TEMPO.CO , Jakarta: Beberapa bulan belakangan ini, Sri Sultan Hamengku Buwono X melakukan gebrakan-gebrakan yang dinilai kontroversial. Terakhir, Sultan mengorbitkan putri sulungnya menjadi calon penerusnya. Gusti Kanjeng Ratu (GKR) Pembayun oleh ayahnya dinobatkan sebagai putri mahkota dalam Sabdaraja kedua yang diucapkan di Sitihinggil, Keraton Yogyakarta pada Selasa, 5 Mei 2015 kemarin.
“Namanya diganti menjadi GKR Mangkubumi. Sultan sudah menjelaskan GKR Mangkubumi sebagai calon penggantinya,” kata kerabat keraton yang mengikuti prosesi Sabdaraja saat kepada Tempo.
Ada beberapa permasalahan utama yang tengah dihadapi Yogyakarta saat ini yang harus dihadapai putri sulung Sultan tersebut.
Calon Gubernur
Salah satu ganjalan bagi puteri sulung Sultan adalah peraturan pencalonan gubernur Daerah Istimewa Yogyakarta (DIY) yang menyebutkan gubernur harus dijabat oleh laki-laki. Syarat menjadi gubernur menurut Pasal 18 ayat C dan M Undang-undang Nomor 13 Tahun 2012 tentang Keistimewaan DIY adalah:
Ayat C, bertakhta sebagai Sultan Hamengku Buwono untuk calon Gubernur dan bertakhta sebagai Adipati Paku Alam untuk calon Wakil Gubernur.

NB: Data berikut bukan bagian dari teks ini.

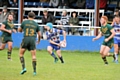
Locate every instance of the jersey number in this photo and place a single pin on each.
(29, 32)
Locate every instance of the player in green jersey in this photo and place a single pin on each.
(7, 28)
(108, 32)
(31, 30)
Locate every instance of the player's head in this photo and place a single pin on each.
(10, 17)
(116, 13)
(103, 20)
(48, 26)
(4, 8)
(64, 12)
(31, 15)
(74, 14)
(117, 19)
(45, 12)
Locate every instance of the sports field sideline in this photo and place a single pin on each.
(77, 66)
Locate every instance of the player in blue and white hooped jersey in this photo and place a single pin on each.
(116, 25)
(54, 41)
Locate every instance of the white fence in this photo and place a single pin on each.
(83, 26)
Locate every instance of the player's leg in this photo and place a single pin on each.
(9, 50)
(102, 54)
(50, 51)
(33, 53)
(59, 55)
(116, 49)
(2, 46)
(106, 52)
(116, 52)
(22, 60)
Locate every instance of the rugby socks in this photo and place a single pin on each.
(61, 59)
(53, 55)
(34, 65)
(9, 55)
(116, 56)
(22, 62)
(105, 60)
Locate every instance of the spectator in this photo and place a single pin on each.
(72, 3)
(54, 3)
(63, 4)
(90, 4)
(4, 14)
(116, 13)
(44, 3)
(80, 4)
(73, 21)
(5, 3)
(45, 19)
(64, 21)
(103, 4)
(13, 3)
(0, 3)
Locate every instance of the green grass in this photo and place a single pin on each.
(77, 66)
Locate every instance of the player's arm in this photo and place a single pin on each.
(63, 33)
(39, 37)
(52, 42)
(3, 29)
(99, 35)
(19, 29)
(113, 22)
(111, 36)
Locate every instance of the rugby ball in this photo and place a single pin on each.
(63, 44)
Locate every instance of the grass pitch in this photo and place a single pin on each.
(77, 66)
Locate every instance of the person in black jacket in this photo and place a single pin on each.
(45, 19)
(63, 4)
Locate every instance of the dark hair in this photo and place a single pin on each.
(74, 12)
(117, 16)
(31, 15)
(9, 14)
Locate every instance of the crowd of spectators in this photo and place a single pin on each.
(66, 20)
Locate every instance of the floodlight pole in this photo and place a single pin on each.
(96, 19)
(20, 11)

Ayat M, menyerahkan daftar riwayat hidup yang memuat, antara lain riwayat pendidikan, pekerjaan, saudara kandung, istri, dan anak.
Syarat itu akhirnya disetujui DPRD Yogyakarta Maret lalu. Sultan langsung mengeluarkan sabdatama pada 6 Maret menyatakan raja keraton Yogyakarta bisa saja laki-laki atau perempuan. Semua pihak mengetahui alasan Sultan adalah karena dia hanya mempunyai anak perempuan. Pada 5 Mei lalu, akhirnya Sultan memang secara jelas mencalonkan anaknya sebagai putri mahkota.
Sultan Ground
Masalah lain dalam lingkup kesultanan yang bakal menjadi polemik adalah tanah milik Kesultanan Yogyakarta atau Sultan Ground. Tanah tersebut merupakan milik Keraton yang belum diberikan haknya kepada masyarakat maupun pemerintah. Sultan Ground sejak 2013 sudah ditolak kalangan masyarakat. "Ini praktek feodalisme. Kerajaan semakin menguasai tanah rakyat,” kata Restu Baskara, juru bicara Komite Perjuangan Rakyat Yogyakarta, sebelumnya.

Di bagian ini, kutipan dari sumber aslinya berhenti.